Egyptian construction magnate Hisham Talaat Moustafa leaves court after his conviction for murderView image in fullscreen

Moustafa, a member of the upper class in Egypt who is typically exempt from legal consequences, was brought to trial in Cairo, which was viewed as a sign of the Emirates’ frustration over the fact that the killing occurred on their land since Egypt does not deport its citizens.

The trial shocked the Egyptian public in a rare moment of downfall for the country’s super-rich, while the murder plot later inspired the film The Nile Hilton Incident, never screened at Egyptian cinemas under sweeping government censorship. Moustafa defended his innocence from jail, stating in a much-publicised letter that the charges against him were false.

He stated, “My constructed pyramids in the Egyptian economy cannot be influenced by these false statements.”

Although his remarks were heavily criticized initially, they ended up being accurate predictions. Moustafa was given a 15-year prison sentence after a new trial, but only served half of it before being pardoned by Sisi. Surprisingly, his previous conviction did not hinder his new job as a mediator for Emirati investments in the Egyptian economy.

Representatives from ADQ and Adnec did not reply to inquiries about the agreement or the importance of Emirati wealth funds choosing to conduct transactions with Moustafa.

The Sofitel and Steigenberger hotel chains did not provide a statement. However, a representative from Marriott, which manages the Mena House, reassured that operations and employees are unaffected by the transaction.

Kaldas noted that selling hotels will ultimately be detrimental to the state’s goal of raising funds. This is because the much-needed foreign currency generated by hotels will now be directed elsewhere.

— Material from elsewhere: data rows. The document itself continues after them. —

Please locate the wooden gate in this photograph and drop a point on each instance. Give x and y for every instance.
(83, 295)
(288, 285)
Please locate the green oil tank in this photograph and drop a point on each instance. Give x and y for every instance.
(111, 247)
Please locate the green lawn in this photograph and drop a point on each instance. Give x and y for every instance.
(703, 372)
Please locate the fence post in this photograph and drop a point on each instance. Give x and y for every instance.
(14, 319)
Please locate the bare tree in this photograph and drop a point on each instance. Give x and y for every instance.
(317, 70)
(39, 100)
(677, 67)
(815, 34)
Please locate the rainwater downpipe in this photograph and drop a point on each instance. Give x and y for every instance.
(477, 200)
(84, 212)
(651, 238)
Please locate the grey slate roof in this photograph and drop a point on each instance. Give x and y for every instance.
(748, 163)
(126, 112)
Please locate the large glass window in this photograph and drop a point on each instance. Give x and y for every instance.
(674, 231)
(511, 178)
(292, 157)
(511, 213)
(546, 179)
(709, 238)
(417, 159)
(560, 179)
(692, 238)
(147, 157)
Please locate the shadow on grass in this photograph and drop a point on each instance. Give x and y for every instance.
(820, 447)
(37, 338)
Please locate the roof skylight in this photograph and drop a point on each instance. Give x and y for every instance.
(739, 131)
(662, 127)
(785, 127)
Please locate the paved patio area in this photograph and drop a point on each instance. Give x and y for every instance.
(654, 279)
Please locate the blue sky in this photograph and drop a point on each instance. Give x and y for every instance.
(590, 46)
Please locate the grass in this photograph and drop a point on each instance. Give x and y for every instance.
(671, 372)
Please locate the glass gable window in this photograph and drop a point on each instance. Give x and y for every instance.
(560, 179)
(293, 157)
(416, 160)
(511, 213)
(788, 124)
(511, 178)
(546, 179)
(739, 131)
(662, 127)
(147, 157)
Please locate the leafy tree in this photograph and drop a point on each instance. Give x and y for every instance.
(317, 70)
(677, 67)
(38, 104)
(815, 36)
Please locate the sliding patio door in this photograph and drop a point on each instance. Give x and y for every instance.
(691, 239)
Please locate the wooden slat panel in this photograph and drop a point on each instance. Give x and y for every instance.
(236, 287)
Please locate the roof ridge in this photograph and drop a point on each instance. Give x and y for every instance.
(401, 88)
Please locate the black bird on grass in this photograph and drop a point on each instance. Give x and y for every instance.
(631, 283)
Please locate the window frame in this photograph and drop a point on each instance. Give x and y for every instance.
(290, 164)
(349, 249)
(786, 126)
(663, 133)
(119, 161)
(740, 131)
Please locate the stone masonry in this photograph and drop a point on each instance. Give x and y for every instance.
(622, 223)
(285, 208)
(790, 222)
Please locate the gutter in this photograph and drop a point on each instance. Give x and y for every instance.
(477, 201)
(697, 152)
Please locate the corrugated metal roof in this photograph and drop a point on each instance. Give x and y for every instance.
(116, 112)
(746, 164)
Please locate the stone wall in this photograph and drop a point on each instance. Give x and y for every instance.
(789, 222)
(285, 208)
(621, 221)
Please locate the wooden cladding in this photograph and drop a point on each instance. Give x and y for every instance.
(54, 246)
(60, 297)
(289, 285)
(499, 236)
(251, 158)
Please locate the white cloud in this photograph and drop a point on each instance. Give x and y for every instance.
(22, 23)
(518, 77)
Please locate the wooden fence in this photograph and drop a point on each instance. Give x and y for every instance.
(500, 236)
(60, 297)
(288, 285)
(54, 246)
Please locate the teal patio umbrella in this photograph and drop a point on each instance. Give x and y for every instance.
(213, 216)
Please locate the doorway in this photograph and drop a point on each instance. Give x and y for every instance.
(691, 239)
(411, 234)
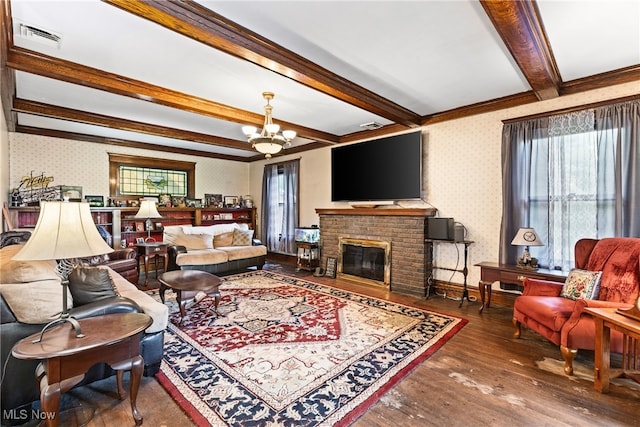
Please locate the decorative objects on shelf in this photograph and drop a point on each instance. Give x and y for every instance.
(148, 210)
(268, 141)
(65, 232)
(527, 236)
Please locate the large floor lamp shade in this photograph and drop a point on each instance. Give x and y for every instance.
(65, 232)
(147, 211)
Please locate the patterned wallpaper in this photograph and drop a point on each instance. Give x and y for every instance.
(462, 177)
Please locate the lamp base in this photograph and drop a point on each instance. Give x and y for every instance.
(64, 319)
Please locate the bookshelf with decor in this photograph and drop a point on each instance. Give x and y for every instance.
(121, 224)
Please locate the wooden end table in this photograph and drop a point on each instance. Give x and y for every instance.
(493, 272)
(146, 251)
(605, 320)
(113, 339)
(187, 284)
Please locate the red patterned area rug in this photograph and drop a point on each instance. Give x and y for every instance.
(283, 351)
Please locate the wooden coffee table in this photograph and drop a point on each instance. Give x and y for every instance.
(113, 339)
(187, 284)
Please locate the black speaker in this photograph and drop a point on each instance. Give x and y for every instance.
(440, 228)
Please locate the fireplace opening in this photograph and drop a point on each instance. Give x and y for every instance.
(365, 260)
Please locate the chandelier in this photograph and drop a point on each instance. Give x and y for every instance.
(268, 141)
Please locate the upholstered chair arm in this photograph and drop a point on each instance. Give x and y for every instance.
(104, 306)
(539, 287)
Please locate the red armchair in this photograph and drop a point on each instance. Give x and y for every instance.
(563, 320)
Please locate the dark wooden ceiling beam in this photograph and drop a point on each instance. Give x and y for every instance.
(7, 79)
(125, 143)
(521, 30)
(67, 71)
(199, 23)
(62, 113)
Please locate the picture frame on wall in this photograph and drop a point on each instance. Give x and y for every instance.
(330, 271)
(213, 200)
(193, 203)
(178, 202)
(95, 201)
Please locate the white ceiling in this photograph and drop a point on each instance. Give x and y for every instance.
(427, 56)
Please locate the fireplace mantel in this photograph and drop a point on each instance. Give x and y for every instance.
(378, 211)
(404, 228)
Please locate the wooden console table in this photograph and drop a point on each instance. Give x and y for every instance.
(113, 339)
(605, 320)
(493, 272)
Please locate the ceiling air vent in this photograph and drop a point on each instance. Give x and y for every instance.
(38, 35)
(371, 126)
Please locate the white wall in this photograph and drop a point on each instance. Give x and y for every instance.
(462, 176)
(462, 172)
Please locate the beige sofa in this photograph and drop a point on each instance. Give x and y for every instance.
(216, 248)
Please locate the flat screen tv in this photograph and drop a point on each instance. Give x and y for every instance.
(385, 169)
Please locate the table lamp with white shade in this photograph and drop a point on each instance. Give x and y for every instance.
(527, 236)
(65, 232)
(147, 211)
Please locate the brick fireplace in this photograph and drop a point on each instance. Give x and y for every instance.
(402, 228)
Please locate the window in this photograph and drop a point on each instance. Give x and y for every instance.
(571, 176)
(146, 176)
(280, 211)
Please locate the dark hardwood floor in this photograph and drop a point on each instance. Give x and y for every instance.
(482, 376)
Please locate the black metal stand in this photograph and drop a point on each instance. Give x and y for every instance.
(429, 266)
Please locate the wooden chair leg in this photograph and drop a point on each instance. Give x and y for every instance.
(568, 354)
(518, 331)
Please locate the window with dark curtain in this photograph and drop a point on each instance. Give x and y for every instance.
(280, 211)
(571, 176)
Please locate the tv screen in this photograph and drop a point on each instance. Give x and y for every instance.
(383, 169)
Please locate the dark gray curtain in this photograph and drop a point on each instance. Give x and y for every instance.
(518, 145)
(534, 176)
(280, 211)
(618, 134)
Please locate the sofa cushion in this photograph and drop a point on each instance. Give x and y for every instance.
(552, 312)
(24, 271)
(35, 302)
(194, 241)
(223, 239)
(88, 284)
(202, 257)
(581, 284)
(242, 252)
(242, 237)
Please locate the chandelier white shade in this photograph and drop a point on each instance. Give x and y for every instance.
(268, 141)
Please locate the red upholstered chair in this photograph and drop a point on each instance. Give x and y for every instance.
(563, 320)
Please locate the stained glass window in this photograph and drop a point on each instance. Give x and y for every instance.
(152, 181)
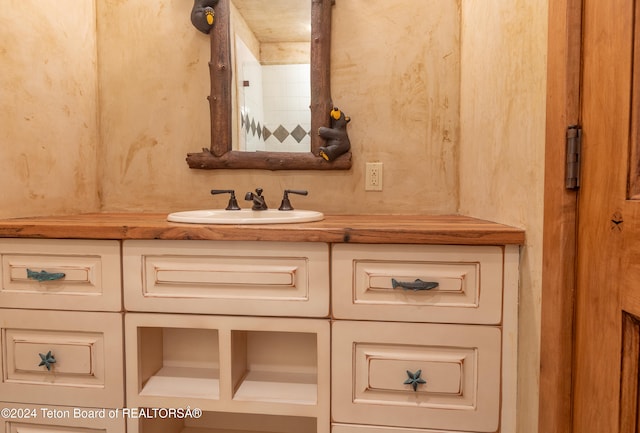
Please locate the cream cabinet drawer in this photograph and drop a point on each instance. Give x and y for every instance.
(433, 376)
(60, 274)
(57, 357)
(418, 283)
(239, 278)
(28, 418)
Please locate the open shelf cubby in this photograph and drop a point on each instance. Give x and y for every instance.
(179, 362)
(274, 366)
(221, 422)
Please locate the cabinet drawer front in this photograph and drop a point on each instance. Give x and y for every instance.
(60, 274)
(416, 375)
(29, 418)
(257, 278)
(77, 358)
(343, 428)
(395, 282)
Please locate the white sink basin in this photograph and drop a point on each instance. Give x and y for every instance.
(244, 216)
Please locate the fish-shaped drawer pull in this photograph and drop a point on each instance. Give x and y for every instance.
(44, 275)
(418, 284)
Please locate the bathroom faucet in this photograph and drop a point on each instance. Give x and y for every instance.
(259, 202)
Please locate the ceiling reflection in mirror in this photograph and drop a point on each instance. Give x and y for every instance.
(271, 54)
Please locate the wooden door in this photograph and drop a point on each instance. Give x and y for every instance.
(607, 332)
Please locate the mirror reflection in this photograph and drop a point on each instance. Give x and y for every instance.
(271, 53)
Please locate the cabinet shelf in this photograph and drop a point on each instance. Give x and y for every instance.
(226, 422)
(278, 388)
(277, 367)
(170, 367)
(185, 382)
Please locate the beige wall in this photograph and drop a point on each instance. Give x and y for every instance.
(48, 108)
(103, 118)
(502, 150)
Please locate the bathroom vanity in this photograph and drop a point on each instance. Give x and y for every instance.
(353, 324)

The Old Cataract hotel in Aswan.View image in fullscreen

The government of Egypt received a boost of $800 million, which may seem positive at first, but it is actually a continuous loss of income from these resources. This is only a temporary solution and ultimately wasting money on an unsustainable economic system, hindered by maintaining a greedy network of supporters that harms the public’s well-being,” he stated.

According to him, this action does not effectively improve the economy, it simply postpones the issue – Egypt has a debt of $30 billion to pay within the next year.

A journalist from Cairo contributed to this article.